Presiden Joko Widodo pun menyampaikan keprihatinan tentang
tersebar luasnya ujaran kebencian—hujatan, ejekan, makian, dan fitnah—dalam
media sosial (Kompas, 13/11). Kebencian di sana kian bergunung-gunung karena
dalam menyikapi sebuah isu, netizen dengan pendapat yang sama mengelompok
dalam grupnya sendiri tanpa bersentuhan pandangan dengan grup lain yang
memiliki pendapat berbeda. Dalam setiap kelompok mereka, netizen
beramai-ramai menghujat kelompok lain (Kompas, 20/11).
Kebencian yang biasanya jadi tabu dan karena itu menjadi tak
tampak jelas, bahkan cenderung misterius, kini tampil telanjang, tanpa tedeng
aling-aling.
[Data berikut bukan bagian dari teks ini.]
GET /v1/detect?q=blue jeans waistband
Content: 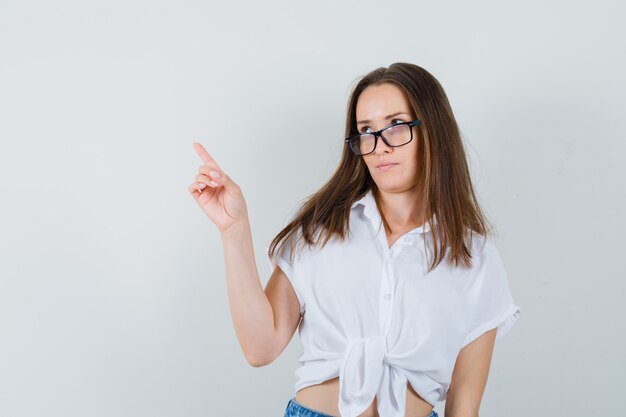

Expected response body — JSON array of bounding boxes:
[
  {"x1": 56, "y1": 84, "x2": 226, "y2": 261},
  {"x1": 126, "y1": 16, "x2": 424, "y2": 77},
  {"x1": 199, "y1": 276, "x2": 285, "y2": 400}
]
[{"x1": 283, "y1": 397, "x2": 439, "y2": 417}]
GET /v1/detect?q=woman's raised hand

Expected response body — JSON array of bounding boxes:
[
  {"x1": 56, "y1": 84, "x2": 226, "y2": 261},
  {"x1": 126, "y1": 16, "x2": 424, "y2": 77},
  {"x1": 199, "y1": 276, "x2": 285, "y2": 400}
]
[{"x1": 189, "y1": 142, "x2": 248, "y2": 233}]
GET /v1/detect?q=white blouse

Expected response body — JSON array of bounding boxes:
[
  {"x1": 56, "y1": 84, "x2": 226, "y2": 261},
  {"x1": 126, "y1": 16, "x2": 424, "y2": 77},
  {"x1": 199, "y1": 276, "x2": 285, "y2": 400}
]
[{"x1": 266, "y1": 191, "x2": 521, "y2": 417}]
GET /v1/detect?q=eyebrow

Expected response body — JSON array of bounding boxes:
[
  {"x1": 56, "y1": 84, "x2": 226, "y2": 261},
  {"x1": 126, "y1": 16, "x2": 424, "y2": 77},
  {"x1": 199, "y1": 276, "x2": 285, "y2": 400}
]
[{"x1": 356, "y1": 111, "x2": 409, "y2": 125}]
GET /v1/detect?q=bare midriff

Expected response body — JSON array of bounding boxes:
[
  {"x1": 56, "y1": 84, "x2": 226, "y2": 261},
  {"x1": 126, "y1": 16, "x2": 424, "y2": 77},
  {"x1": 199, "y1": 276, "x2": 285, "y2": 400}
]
[{"x1": 296, "y1": 377, "x2": 433, "y2": 417}]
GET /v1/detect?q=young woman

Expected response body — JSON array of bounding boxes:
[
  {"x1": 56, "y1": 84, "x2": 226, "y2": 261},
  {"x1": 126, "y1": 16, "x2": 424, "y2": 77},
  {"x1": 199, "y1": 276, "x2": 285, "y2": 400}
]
[{"x1": 189, "y1": 63, "x2": 521, "y2": 417}]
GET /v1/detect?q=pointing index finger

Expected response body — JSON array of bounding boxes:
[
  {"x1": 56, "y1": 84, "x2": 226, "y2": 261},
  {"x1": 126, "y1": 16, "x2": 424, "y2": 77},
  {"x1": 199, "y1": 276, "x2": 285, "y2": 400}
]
[{"x1": 193, "y1": 142, "x2": 219, "y2": 167}]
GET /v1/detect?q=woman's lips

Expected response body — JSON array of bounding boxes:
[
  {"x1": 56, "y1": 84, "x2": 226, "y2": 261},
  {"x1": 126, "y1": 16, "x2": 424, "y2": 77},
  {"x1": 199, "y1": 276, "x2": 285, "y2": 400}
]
[{"x1": 378, "y1": 163, "x2": 398, "y2": 172}]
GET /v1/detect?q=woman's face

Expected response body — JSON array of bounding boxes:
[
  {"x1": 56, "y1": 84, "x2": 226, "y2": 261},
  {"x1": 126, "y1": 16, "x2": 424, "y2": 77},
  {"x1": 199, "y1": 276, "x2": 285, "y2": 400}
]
[{"x1": 356, "y1": 83, "x2": 419, "y2": 193}]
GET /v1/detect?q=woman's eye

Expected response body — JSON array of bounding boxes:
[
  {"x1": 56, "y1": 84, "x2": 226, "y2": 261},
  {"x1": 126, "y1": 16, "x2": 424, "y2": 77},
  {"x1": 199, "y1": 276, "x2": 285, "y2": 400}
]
[{"x1": 361, "y1": 119, "x2": 404, "y2": 133}]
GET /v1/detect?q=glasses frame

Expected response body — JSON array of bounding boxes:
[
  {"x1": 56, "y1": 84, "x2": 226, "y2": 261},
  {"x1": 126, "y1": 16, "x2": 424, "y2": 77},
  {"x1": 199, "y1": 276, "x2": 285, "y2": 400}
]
[{"x1": 346, "y1": 119, "x2": 421, "y2": 156}]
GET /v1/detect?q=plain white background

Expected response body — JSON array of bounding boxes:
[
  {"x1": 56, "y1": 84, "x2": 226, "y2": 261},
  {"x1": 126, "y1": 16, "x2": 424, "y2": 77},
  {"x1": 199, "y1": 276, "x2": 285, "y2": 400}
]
[{"x1": 0, "y1": 0, "x2": 626, "y2": 417}]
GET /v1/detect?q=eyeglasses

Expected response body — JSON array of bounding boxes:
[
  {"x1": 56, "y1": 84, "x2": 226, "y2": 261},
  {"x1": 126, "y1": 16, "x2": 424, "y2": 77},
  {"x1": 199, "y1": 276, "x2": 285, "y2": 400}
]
[{"x1": 346, "y1": 119, "x2": 420, "y2": 156}]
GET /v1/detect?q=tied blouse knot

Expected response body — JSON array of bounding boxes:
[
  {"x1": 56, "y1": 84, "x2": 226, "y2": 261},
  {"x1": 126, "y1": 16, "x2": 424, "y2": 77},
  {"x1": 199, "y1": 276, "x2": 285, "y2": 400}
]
[{"x1": 266, "y1": 190, "x2": 521, "y2": 417}]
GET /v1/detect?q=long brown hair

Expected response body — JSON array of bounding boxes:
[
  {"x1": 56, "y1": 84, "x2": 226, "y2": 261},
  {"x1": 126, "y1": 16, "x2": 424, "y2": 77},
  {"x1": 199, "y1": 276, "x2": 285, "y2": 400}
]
[{"x1": 268, "y1": 62, "x2": 492, "y2": 272}]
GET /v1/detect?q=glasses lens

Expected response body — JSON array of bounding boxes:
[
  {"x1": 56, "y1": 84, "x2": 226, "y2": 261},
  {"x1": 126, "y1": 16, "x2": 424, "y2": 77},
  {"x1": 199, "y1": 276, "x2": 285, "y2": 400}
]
[
  {"x1": 351, "y1": 134, "x2": 375, "y2": 155},
  {"x1": 350, "y1": 125, "x2": 411, "y2": 155},
  {"x1": 382, "y1": 125, "x2": 411, "y2": 146}
]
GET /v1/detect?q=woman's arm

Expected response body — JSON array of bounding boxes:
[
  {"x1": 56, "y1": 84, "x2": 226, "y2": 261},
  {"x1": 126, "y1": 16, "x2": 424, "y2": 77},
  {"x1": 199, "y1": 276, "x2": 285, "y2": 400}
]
[
  {"x1": 221, "y1": 222, "x2": 276, "y2": 366},
  {"x1": 444, "y1": 329, "x2": 496, "y2": 417}
]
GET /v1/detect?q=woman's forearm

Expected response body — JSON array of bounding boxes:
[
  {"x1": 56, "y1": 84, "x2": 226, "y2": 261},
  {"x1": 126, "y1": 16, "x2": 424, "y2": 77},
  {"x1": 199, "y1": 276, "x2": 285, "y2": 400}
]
[{"x1": 221, "y1": 222, "x2": 275, "y2": 366}]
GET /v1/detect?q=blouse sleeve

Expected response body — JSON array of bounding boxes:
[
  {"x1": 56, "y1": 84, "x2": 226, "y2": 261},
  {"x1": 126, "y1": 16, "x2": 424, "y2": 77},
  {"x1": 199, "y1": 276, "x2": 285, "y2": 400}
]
[
  {"x1": 463, "y1": 241, "x2": 521, "y2": 346},
  {"x1": 265, "y1": 232, "x2": 305, "y2": 314}
]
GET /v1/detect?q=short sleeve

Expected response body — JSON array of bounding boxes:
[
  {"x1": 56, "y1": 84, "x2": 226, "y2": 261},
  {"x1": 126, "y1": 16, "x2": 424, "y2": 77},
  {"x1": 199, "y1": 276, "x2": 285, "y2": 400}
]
[
  {"x1": 463, "y1": 240, "x2": 521, "y2": 346},
  {"x1": 265, "y1": 232, "x2": 305, "y2": 314}
]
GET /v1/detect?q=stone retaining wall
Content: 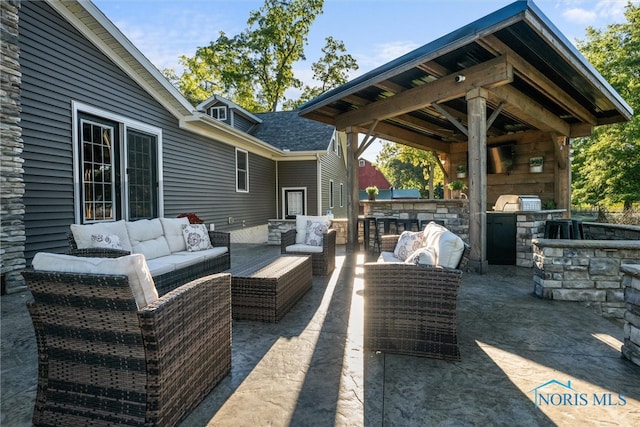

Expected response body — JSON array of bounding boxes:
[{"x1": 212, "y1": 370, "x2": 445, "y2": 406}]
[
  {"x1": 583, "y1": 222, "x2": 640, "y2": 240},
  {"x1": 620, "y1": 264, "x2": 640, "y2": 366},
  {"x1": 0, "y1": 0, "x2": 27, "y2": 292},
  {"x1": 532, "y1": 239, "x2": 640, "y2": 319}
]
Namun, membenci dapat berujung meremukkan, menghancurkan,
mematikan, memusnahkan. Maka, tatkala kebencian ingar- bingar di tengah
percakapan warga, bangsa sungguh berada di bawah bayang-bayang keremukan.
Naluri
Semula adalah naluri, instinct. Sigmund Freud (1915) menyebutkan
”naluri menghindari kematian” dan ”naluri menumbuhkembangkan kehidupan”.
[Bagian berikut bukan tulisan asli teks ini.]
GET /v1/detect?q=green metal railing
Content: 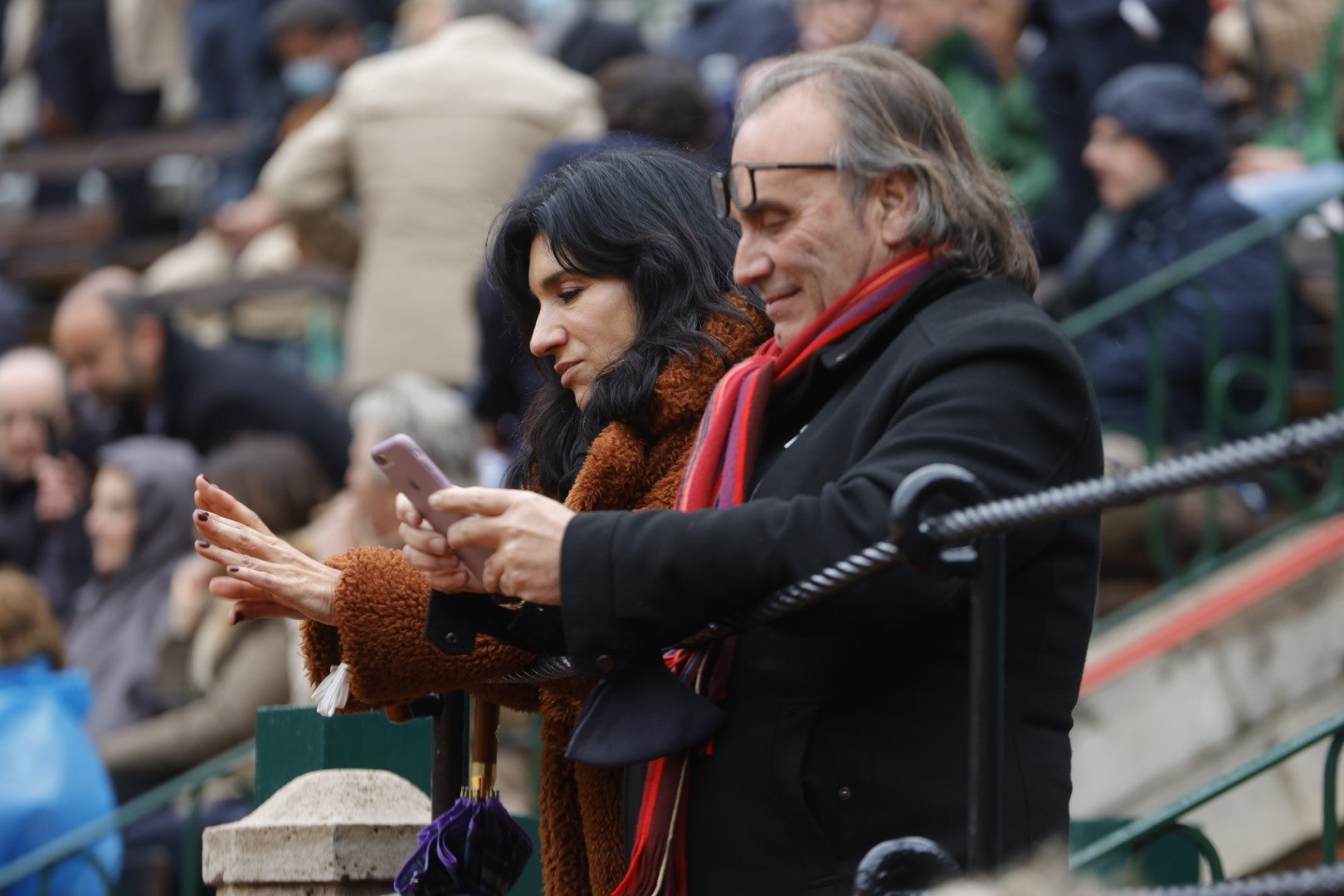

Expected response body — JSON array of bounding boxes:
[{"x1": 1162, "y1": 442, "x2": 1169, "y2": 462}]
[
  {"x1": 1060, "y1": 185, "x2": 1344, "y2": 592},
  {"x1": 1069, "y1": 712, "x2": 1344, "y2": 881},
  {"x1": 0, "y1": 740, "x2": 254, "y2": 896}
]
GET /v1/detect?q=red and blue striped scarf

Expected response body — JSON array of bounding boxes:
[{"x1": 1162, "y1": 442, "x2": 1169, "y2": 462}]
[{"x1": 613, "y1": 250, "x2": 942, "y2": 896}]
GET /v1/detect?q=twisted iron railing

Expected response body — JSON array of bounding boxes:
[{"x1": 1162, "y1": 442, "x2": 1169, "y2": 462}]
[{"x1": 494, "y1": 411, "x2": 1344, "y2": 684}]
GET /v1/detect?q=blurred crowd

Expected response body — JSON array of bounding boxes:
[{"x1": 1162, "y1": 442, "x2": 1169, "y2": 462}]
[{"x1": 0, "y1": 0, "x2": 1344, "y2": 894}]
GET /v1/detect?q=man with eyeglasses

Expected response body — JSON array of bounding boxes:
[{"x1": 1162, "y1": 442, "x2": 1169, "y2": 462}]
[{"x1": 413, "y1": 47, "x2": 1101, "y2": 896}]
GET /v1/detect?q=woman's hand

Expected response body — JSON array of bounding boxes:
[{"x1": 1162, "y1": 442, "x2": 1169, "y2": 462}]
[
  {"x1": 397, "y1": 494, "x2": 488, "y2": 594},
  {"x1": 193, "y1": 475, "x2": 340, "y2": 625},
  {"x1": 432, "y1": 488, "x2": 574, "y2": 606}
]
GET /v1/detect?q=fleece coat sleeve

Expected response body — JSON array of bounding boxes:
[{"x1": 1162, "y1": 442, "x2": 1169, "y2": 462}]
[{"x1": 303, "y1": 548, "x2": 538, "y2": 712}]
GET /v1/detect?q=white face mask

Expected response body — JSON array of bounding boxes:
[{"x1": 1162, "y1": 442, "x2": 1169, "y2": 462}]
[
  {"x1": 280, "y1": 56, "x2": 340, "y2": 100},
  {"x1": 527, "y1": 0, "x2": 577, "y2": 27}
]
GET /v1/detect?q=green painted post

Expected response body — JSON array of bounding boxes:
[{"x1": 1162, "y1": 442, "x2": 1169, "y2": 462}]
[
  {"x1": 1069, "y1": 818, "x2": 1200, "y2": 887},
  {"x1": 256, "y1": 707, "x2": 433, "y2": 806}
]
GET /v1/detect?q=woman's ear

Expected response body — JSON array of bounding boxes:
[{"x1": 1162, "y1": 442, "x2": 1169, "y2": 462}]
[{"x1": 874, "y1": 171, "x2": 915, "y2": 249}]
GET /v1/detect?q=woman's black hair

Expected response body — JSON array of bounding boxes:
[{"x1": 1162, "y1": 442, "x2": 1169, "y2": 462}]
[{"x1": 486, "y1": 149, "x2": 763, "y2": 499}]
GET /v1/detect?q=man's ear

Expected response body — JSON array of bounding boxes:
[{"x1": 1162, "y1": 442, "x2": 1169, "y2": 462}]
[{"x1": 874, "y1": 171, "x2": 915, "y2": 249}]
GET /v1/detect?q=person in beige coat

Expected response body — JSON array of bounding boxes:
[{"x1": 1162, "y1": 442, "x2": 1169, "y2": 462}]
[{"x1": 251, "y1": 0, "x2": 603, "y2": 387}]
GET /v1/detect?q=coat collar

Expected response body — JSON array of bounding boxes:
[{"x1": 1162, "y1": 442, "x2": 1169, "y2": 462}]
[
  {"x1": 817, "y1": 267, "x2": 965, "y2": 371},
  {"x1": 426, "y1": 15, "x2": 533, "y2": 52}
]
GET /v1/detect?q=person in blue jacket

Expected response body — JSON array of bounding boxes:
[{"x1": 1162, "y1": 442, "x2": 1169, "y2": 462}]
[
  {"x1": 0, "y1": 567, "x2": 121, "y2": 896},
  {"x1": 1067, "y1": 65, "x2": 1278, "y2": 443},
  {"x1": 1066, "y1": 65, "x2": 1278, "y2": 566}
]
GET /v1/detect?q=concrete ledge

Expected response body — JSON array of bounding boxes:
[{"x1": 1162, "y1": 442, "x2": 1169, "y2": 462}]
[{"x1": 202, "y1": 768, "x2": 430, "y2": 896}]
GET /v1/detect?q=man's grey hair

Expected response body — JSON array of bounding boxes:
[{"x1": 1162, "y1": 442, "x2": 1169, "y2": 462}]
[
  {"x1": 737, "y1": 44, "x2": 1039, "y2": 290},
  {"x1": 349, "y1": 373, "x2": 480, "y2": 486},
  {"x1": 455, "y1": 0, "x2": 527, "y2": 28}
]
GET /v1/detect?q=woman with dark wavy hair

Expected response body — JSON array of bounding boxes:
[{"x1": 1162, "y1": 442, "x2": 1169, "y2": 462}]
[
  {"x1": 488, "y1": 150, "x2": 746, "y2": 494},
  {"x1": 197, "y1": 150, "x2": 767, "y2": 896}
]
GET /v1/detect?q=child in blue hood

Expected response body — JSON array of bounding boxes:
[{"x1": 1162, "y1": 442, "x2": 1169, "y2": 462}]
[
  {"x1": 1067, "y1": 65, "x2": 1278, "y2": 562},
  {"x1": 0, "y1": 567, "x2": 121, "y2": 896}
]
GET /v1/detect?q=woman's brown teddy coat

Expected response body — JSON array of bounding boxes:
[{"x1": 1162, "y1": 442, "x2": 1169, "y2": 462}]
[{"x1": 304, "y1": 309, "x2": 767, "y2": 896}]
Kedua insting itu, tanpa dipelajari, sungguh hadir untuk mempertahankan
hidup. Maka, ketika manusia mencintai, dia dibayang-bayangi membenci
pesaingnya dalam mencintai, yang ia fantasikan bakal merebut obyek cintanya.
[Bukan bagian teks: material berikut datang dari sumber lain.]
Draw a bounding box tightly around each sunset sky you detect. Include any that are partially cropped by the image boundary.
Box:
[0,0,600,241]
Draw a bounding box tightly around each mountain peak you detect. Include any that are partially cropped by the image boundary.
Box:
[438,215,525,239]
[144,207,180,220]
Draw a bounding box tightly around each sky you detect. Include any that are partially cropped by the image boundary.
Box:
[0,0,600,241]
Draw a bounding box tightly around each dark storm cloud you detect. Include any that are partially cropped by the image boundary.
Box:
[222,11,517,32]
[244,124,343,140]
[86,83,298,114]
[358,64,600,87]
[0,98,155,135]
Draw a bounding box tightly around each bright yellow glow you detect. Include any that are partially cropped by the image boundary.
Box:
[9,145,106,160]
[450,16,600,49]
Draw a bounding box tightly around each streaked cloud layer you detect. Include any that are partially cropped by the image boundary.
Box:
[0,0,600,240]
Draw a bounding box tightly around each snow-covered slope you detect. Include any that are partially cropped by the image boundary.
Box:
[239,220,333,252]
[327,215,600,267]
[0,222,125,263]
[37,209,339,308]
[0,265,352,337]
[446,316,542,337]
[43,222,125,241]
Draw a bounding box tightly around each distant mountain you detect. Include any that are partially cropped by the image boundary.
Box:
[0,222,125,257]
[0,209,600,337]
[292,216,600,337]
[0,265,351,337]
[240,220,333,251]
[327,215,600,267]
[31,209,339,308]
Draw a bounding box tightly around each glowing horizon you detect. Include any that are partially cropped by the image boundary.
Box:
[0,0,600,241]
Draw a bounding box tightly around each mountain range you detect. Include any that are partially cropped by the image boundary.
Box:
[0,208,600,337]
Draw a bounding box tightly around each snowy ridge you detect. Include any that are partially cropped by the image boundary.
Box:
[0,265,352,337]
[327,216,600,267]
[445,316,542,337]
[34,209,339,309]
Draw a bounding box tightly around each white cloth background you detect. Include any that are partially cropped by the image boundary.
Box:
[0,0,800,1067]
Buat manusia, hadirnya cinta sekaligus adanya benci. Cinta dan
benci adalah dua hal terpisah tetapi hadir bersama-sama. Bahkan, pada
titik-titik terawal kemunculannya, kebencian justru ditujukan pada obyek yang
sedemikian dicintai karena sang obyek dicemburui bakal membiarkan si pesaing
mencintainya. Ada kemenduaan, ambivalensi, cinta di satu sisi dan benci di
sisi lain; ini adalah sebuah kebercabangan, dan bisa jadi, makin cinta
berarti kian benci.
Psikoanalis Donald Woods Winnicott (1988) membayangkan seorang
anak yang terus mencorati kertas putih di hadapannya dengan pensil. Betapa
kacaunya coret-mencoret itu, kadang melewati tepian kertas pula. Namun, di
tengah terus berlangsungnya kegiatan mencoret-coret itu, si anak bertumbuh
kembang dan pada akhirnya tangan dan jari jemarinya memadukan ujung awal dari
coretannya dengan ujung akhirnya. Ia membentuk sebuah lingkaran, yang pada
bentangan tiga dimensi mewakili sebuah globe atau buana.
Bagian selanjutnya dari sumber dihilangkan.